74

Hauser’s eyes scanned the ground ahead, reading it like a book: a seedpod pressed into the earth; a creased blade of grass; dew brushed from a leaf. He had learned how to track in Vietnam, and now every detail told him exactly where the Broadbents had gone as clearly as if they had left a trail of breadcrumbs. He followed their route rapidly but methodically, Steyr AUG at the ready. He felt better now, relaxed, if not at peace. Hauser had always found hunting a strangely compelling activity. And there was nothing to compare with the feeling of hunting the human animal. It was indeed the most dangerous game.

His worthless soldiers were still digging and blasting away at the far end of the city. Good. It would keep them busy. Tracking and killing Broadbent and his sons was a job for a lone hunter slipping unseen through the jungle, not for a noisy group of incompetent soldiers. Hauser had the advantage. He knew the Broadbents were unarmed, and he knew they would have to cross the bridge.

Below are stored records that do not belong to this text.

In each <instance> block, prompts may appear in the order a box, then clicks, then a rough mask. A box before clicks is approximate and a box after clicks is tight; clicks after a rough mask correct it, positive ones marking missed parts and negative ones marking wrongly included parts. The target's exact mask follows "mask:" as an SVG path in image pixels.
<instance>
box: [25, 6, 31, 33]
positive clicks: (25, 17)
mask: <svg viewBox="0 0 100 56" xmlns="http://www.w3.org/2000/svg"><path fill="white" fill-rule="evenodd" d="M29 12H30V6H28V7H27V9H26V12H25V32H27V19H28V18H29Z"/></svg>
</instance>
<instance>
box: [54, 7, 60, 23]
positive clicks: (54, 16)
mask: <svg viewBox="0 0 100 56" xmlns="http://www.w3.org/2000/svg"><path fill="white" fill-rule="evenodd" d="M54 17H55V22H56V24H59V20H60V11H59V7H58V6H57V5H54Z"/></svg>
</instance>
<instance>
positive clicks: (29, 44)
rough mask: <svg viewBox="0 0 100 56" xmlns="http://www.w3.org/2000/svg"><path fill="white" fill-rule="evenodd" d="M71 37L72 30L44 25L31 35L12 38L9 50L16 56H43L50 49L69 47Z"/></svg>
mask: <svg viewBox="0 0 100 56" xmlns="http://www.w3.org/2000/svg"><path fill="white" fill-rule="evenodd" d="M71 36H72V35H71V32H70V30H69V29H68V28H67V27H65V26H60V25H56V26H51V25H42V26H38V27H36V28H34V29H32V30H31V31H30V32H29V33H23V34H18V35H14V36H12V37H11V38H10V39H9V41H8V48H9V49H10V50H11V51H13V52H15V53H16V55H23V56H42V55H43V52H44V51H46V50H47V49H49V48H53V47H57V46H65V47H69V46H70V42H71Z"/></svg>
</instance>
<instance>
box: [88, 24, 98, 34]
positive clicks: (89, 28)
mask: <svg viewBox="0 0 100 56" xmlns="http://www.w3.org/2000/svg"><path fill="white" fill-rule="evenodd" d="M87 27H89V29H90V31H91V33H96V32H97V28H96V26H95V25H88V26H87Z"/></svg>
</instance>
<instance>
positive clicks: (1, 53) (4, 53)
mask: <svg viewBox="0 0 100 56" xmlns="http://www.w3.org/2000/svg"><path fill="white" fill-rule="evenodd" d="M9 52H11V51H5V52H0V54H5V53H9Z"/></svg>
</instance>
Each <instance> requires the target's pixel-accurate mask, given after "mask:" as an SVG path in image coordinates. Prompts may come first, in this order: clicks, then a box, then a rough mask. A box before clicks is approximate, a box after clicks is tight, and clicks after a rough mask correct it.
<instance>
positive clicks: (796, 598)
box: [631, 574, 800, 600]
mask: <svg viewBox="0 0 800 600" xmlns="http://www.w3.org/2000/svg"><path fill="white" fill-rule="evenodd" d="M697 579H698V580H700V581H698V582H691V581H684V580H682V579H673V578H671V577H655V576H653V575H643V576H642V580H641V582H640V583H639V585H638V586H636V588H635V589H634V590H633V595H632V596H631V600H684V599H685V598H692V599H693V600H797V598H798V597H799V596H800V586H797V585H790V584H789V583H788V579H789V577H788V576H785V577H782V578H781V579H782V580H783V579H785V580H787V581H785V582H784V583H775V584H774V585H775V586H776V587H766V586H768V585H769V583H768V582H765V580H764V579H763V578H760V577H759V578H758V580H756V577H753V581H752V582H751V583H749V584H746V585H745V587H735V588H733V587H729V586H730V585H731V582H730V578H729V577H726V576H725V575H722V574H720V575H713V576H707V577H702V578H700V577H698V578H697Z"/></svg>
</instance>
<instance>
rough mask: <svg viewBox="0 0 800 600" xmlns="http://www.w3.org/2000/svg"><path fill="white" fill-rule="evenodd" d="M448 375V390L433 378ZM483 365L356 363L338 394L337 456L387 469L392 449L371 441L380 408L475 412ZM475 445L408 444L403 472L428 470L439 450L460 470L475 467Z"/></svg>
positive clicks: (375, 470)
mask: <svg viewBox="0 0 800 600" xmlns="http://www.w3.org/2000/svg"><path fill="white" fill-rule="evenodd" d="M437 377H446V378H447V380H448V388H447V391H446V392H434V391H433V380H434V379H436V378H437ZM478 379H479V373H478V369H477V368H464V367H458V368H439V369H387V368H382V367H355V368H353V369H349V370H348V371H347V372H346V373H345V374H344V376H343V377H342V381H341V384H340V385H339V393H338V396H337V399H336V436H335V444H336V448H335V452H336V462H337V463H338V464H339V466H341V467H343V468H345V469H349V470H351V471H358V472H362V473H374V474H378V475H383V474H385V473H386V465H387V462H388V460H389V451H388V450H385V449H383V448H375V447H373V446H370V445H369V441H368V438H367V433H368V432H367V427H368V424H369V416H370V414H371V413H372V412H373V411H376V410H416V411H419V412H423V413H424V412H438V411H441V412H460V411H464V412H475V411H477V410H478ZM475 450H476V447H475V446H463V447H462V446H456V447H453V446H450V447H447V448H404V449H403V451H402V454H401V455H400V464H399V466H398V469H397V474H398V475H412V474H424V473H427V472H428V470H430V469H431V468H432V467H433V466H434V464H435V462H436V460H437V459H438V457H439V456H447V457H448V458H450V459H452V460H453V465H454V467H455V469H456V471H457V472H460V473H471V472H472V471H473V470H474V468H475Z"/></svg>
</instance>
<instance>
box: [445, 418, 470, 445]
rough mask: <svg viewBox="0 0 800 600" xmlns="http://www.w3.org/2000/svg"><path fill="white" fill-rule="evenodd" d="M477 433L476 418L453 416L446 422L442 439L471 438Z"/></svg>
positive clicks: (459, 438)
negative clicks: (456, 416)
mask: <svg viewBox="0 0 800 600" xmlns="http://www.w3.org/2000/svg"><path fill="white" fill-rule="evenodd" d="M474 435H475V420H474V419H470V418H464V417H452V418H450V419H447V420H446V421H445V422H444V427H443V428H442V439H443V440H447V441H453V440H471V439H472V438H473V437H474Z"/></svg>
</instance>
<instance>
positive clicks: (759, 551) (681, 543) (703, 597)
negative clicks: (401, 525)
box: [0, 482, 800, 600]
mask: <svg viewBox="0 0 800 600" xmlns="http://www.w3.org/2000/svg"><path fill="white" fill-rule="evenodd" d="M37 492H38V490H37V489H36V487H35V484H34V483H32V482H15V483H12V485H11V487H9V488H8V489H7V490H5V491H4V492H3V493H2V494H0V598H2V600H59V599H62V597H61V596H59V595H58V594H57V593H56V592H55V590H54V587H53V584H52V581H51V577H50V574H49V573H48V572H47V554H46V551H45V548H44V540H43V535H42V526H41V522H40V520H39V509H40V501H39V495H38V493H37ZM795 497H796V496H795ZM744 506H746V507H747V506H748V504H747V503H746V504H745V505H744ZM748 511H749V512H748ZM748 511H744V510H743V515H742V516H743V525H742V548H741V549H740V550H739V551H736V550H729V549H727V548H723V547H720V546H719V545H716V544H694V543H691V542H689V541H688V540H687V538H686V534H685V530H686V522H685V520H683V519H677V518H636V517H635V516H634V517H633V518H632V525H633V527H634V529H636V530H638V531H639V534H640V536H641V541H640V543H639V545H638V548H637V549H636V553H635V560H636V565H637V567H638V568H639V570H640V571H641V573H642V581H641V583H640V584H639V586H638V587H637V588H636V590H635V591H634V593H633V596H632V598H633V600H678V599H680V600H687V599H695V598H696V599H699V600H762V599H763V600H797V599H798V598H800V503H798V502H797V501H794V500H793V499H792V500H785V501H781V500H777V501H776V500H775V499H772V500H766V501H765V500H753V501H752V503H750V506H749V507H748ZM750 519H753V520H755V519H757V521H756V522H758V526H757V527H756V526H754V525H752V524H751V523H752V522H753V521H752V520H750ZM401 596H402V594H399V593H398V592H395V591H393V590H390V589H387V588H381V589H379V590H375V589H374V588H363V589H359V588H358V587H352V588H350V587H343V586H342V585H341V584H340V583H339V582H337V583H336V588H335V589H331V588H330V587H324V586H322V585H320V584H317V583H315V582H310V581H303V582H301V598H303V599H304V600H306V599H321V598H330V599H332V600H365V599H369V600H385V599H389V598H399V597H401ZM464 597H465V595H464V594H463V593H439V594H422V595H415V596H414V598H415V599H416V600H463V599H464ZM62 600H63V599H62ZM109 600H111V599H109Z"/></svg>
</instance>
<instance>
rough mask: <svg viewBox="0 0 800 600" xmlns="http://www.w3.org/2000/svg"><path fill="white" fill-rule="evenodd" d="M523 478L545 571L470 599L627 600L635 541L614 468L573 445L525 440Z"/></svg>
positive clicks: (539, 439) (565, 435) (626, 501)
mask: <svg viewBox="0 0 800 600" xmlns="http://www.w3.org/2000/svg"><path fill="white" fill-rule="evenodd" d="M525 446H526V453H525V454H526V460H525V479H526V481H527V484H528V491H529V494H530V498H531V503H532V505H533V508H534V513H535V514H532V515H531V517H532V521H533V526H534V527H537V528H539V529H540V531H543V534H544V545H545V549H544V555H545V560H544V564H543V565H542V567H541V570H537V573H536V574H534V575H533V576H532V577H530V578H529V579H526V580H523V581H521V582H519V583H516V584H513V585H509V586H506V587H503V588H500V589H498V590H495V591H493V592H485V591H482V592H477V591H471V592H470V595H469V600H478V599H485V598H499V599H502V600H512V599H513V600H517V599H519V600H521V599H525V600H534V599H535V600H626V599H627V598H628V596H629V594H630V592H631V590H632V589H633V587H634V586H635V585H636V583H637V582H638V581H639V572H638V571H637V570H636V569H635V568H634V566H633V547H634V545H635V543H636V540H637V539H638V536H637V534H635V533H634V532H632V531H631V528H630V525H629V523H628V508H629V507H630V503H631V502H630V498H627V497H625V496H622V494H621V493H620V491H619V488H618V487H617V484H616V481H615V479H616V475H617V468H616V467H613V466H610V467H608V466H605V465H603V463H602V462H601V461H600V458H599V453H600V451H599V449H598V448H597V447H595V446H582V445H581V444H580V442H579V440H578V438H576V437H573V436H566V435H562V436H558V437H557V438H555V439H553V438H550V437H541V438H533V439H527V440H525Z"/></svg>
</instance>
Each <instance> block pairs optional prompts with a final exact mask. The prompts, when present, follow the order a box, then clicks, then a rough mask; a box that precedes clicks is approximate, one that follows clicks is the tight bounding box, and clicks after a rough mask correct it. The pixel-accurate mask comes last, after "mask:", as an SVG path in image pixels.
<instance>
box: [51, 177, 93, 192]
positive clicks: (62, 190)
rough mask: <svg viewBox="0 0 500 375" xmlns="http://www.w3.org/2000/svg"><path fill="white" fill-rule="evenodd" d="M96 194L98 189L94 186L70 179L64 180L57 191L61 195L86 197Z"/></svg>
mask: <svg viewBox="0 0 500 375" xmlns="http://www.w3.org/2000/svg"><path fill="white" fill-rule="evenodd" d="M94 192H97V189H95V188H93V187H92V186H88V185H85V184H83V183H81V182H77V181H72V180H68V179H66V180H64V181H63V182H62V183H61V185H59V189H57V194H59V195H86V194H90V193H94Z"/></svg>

It was only a matter of time before he caught up with them.

With them gone, he could loot the tomb at his leisure, bring out the Codex and the portable artworks, leave the rest for later. Now that he had softened up Skiba he was pretty sure he could extract more than fifty million from him, perhaps a lot more. Switzerland would be a good base to operate from. That was how Broadbent himself used to do it, launder questionable antiquities through Switzerland, claiming they were from an “old Swiss collection.” The masterworks couldn’t be sold on the open market — they were too famous and Broadbent’s ownership too widely known — but they could be quietly placed here and there. There was always some Saudi sheik or Japanese industrialist or American billionaire who wanted to own a beautiful painting and who wasn’t too particular where it came from.

Hauser abandoned these pleasant fantasies and turned his attention back to the ground. More dew swiped from a leaf; a spot of blood on the soil. He followed the traces into a ruined gallery and turned on his lamp. Moss scraped from a stone, an imprint in the soft ground — any idiot could follow these tracks.

He followed the signs as fast as he could, putting, as they said, as much pressure on the trail as possible. As he emerged into a broad forest, he saw one particularly clear trace, where they had stirred up some rotten leaves in their headlong flight.

Too clear. He froze, listened, and then crouched and minutely examined the ground ahead. Amateurish. The Viet Cong would laugh at this one: a bent sapling, a loop of vine hidden under leaves, an almost invisible trip wire. He took one careful step back, picked up a stick lying conveniently nearby, and lobbed it at the trip wire.

There was a snap, the sapling shot up, the loop jerked. And then Hauser felt a sudden breath of air and a tug on his pantleg. He looked down. Embedded in the loose crease of his pant was a small dart, its fire-hardened tip dribbling a dark liquid.

The poisoned dart had missed him by less than an inch.

For several minutes he remained frozen. He examined every square inch of ground around him, every tree, every limb. Satisfied there was no other trap, he leaned over and was about to pluck the dart out of his khakis when he stopped himself yet again — and just in time. The sides of the dart had imbedded in them two nearly invisible spines, also wet with poison, ready to prick the finger of whoever tried to grasp it.

He took a twig and flicked the dart off his pantleg.

Very clever. Three multilayered traps in one. Simple and effective. This was the Indian’s work, no doubt about it.

Hauser moved forward, a little more slowly now, and with newfound respect.